NVIDIA is unwilling to give up the Chinese market! It aims to launch a "China-specific" AI chip again

NVIDIA plans to launch a "China-specific" AI chip to respond to U.S. export bans and continue supplying AI chips to the Chinese market. Despite facing new restrictions, NVIDIA remains committed to meeting the needs of Chinese customers, expecting to incur an additional cost of $5.5 billion, leading to a nearly 7% drop in stock prices. Companies such as ByteDance, Alibaba, and Tencent have ordered H20 AI chips worth over $16 billion, and the impact of new bans on future orders remains unclear
According to the latest media reports, the global "AI chip giant" NVIDIA (NVDA.US) has notified its most important clients in the Chinese market, including ByteDance, Alibaba, and Tencent, that the company is revising its AI chip design architecture to comply with the latest export restrictions from the U.S. government while insisting on continuing to supply AI chips to Chinese companies.
During a recent high-profile visit to the Chinese market, NVIDIA CEO Jensen Huang revealed this latest special AI chip plan for China to clients, as reported by The Information.
This visit occurred after the U.S. government informed NVIDIA that it would require strict government approval to sell AI chips to clients in the Chinese market—specifically, the U.S. government's AI restriction list for AI chips has expanded to include the previously performance-restricted H20. The performance of H20 has been significantly reduced compared to H100/H200, making it an exclusive custom version of the AI chip that NVIDIA is permitted to export to the Chinese market. However, the latest restrictions from the Trump administration effectively prohibit the sales path of H20 to Chinese clients.
As a result, NVIDIA expects to incur up to $5.5 billion in additional costs in its upcoming quarterly financial report, a situation disclosed in its Form 8-K filing, leading to a nearly 7% drop in its stock price thereafter.
Despite the escalating tensions between the U.S. and China, NVIDIA continues to commit to developing new AI chips for clients in the Chinese market that comply with regulatory restrictions, highlighting the importance of this Eastern market to the performance of the semiconductor giant headquartered in Santa Clara, California.
The Information reported that Chinese tech giants like ByteDance, Alibaba, and Tencent have ordered over $16 billion worth of H20 AI chips in the first three months of this year, and it remains unclear how the latest U.S. government ban will affect these AI chip orders.
The report also stated that NVIDIA has informed some clients in the Chinese market that the company must obtain regulatory approval from the U.S. Department of Commerce before launching any new versions of AI chips in the Chinese market.
For the fiscal year 2025 ending January 26, NVIDIA achieved sales of up to $17.11 billion in the Chinese market, accounting for approximately 13% of the semiconductor giant's total revenue of $130.5 billion.
Will the upcoming "special version AI chips" for the Chinese market take the ASIC route instead of the general GPU route?
Some semiconductor industry analysts indicated after The Information's latest report that NVIDIA may shift its AI chip technology route from general GPUs to AI ASICs specifically designed for AI training/inference to launch a version of AI chips tailored for the Chinese market that complies with U.S. government export bans.
These analysts noted that the specific architecture of GPUs means that NVIDIA cannot launch AI chips that comply with U.S. export restrictions in the short term without significantly reducing performance, but a substantial reduction in performance may make NVIDIA's AI chips less cost-effective compared to domestic AI chips. However, other analysts suggested that NVIDIA's strategy for AI chips in the Chinese market may focus on "making quick and moderate downgrades on the AI GPU architecture to avoid regulatory red lines"—for example, reducing NVLink interconnect rates, cutting bandwidth, or thresholding tensor computing power Continue to assess in the medium to long term whether to launch dedicated AI ASICs for AI inference.

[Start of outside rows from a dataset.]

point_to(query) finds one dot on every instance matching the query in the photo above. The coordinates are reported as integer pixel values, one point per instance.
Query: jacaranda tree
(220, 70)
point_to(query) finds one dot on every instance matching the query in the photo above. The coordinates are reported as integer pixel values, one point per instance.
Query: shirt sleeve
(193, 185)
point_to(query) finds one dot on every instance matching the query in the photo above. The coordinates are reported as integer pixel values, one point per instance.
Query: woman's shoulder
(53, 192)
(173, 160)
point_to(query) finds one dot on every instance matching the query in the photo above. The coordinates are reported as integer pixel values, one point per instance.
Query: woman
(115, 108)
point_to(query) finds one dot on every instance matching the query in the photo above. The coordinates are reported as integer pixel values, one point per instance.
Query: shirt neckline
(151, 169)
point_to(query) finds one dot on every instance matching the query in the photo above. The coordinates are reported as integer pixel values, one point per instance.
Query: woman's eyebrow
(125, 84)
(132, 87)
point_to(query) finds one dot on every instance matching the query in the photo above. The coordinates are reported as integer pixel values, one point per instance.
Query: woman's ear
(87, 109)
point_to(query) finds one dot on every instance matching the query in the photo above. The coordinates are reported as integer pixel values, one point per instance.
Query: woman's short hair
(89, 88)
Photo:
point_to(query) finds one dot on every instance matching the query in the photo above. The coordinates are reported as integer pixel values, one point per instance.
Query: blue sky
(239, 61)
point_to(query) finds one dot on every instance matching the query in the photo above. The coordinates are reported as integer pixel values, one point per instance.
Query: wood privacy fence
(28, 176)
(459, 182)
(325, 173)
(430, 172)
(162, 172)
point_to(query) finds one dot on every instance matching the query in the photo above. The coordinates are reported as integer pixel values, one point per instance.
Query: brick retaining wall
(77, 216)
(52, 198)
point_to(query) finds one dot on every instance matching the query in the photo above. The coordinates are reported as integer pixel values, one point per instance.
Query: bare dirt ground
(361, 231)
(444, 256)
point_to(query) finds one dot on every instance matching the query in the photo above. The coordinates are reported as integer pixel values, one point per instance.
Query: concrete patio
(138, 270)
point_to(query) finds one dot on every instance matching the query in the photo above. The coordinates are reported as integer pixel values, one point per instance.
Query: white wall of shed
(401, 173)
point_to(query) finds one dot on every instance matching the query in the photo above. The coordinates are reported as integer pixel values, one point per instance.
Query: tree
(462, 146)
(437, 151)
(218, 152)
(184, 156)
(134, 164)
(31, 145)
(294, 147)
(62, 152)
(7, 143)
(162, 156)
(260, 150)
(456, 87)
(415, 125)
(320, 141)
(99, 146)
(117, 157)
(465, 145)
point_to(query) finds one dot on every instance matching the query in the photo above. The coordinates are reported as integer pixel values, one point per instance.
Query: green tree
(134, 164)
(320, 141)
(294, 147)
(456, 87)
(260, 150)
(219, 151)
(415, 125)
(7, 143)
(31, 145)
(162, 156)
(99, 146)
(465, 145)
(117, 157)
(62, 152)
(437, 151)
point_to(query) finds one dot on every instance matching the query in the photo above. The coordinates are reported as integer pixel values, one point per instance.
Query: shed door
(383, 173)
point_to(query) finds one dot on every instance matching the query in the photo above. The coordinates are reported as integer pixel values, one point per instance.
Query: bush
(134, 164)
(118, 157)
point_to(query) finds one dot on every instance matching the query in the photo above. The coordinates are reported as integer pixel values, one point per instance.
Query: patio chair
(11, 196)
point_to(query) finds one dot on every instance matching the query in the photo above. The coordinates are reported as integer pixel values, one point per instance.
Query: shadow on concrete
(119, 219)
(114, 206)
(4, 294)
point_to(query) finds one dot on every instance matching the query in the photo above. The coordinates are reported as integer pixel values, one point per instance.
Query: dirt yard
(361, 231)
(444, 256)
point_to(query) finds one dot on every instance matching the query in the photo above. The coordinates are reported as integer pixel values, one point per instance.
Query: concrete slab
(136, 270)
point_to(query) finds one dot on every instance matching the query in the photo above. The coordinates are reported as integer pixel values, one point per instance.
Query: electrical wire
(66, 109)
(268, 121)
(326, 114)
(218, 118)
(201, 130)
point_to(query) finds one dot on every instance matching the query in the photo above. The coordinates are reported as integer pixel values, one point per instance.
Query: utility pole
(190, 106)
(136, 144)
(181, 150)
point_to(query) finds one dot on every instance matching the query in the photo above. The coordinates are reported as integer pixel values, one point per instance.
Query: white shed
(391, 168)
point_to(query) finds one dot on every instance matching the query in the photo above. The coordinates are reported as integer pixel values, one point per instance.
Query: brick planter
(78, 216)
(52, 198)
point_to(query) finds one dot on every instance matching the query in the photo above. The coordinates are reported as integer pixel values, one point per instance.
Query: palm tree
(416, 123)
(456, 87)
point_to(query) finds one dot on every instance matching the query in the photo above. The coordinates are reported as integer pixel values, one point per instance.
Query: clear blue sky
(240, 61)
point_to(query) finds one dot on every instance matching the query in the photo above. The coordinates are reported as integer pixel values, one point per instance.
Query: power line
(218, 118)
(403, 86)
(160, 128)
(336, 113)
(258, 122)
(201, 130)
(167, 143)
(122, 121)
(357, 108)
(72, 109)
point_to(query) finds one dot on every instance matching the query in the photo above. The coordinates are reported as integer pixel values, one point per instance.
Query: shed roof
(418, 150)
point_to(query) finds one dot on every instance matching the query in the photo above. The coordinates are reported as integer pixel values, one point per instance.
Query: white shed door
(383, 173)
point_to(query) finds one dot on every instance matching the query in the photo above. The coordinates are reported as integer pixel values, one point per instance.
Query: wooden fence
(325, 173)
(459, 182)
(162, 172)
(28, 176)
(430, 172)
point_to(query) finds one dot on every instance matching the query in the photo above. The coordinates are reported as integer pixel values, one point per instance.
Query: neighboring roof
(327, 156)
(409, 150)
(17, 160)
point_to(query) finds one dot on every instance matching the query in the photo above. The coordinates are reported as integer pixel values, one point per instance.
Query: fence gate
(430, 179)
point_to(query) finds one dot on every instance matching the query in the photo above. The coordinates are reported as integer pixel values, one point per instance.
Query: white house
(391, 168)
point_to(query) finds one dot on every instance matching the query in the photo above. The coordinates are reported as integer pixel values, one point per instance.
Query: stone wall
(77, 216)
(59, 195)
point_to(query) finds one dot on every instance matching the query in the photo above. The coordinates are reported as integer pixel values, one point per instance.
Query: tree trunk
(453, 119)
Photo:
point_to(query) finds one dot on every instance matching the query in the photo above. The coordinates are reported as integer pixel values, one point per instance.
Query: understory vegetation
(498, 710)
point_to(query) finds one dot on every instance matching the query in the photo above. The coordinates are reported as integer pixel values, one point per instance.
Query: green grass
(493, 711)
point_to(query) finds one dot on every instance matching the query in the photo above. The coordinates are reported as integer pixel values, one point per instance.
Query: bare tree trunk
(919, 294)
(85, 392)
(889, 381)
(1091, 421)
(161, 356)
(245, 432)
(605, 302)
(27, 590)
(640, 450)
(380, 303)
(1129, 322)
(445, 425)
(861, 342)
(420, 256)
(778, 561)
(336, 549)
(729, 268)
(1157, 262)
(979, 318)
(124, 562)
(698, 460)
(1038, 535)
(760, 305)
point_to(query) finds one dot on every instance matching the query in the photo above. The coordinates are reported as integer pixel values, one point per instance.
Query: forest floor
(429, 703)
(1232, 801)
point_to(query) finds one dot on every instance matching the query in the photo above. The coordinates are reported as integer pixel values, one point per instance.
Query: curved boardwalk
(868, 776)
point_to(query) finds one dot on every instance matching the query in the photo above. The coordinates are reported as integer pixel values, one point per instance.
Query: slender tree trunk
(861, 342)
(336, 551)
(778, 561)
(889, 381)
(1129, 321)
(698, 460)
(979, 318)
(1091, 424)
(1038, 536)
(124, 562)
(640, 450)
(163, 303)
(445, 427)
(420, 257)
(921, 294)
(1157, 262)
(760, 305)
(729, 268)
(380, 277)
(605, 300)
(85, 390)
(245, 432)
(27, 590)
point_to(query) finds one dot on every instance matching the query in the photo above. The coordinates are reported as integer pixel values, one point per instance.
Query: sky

AI ASICs are also known in the industry as "customized AI chips," "dedicated AI chips," or "AI application-specific integrated circuits." Unlike traditional general-purpose processors (such as CPUs and GPUs), AI ASICs are deeply customized for specific AI tasks (such as deep learning, artificial intelligence inference, and training systems) to execute efficiently, aiming to enhance artificial intelligence computing efficiency, reduce power consumption, and improve performance, especially demonstrating significant energy efficiency advantages when executing large-scale AI parallel computing. For example, the TPU (Tensor Processing Unit) developed by Google in collaboration with Broadcom is a typical AI ASIC, primarily used for deep learning inference and training, optimizing key computational operations such as matrix multiplication to enhance AI computing performance. Broadcom and Marvell Technology are currently the leaders in the AI ASIC field.
The low-cost paradigm of DeepSeek indicates that AI inference can be fully optimized through algorithm engineering to reduce inference costs, allowing large models to be deployed more conveniently and cheaply, which also means that the advantages of AI ASICs at the inference end will become even more substantial in the future. Although NVIDIA's general-purpose AI GPUs are powerful, their power consumption, enterprise purchase costs, and computing power rental costs are much more pressured in large-scale inference scenarios. Microsoft, Amazon, Google, and Meta are all collaborating with Broadcom or developing their own AI ASIC chips with Marvell for massive inference computing power deployment. For example, the TPU (Tensor Processing Unit) developed by Google in collaboration with Broadcom is a typical AI ASIC.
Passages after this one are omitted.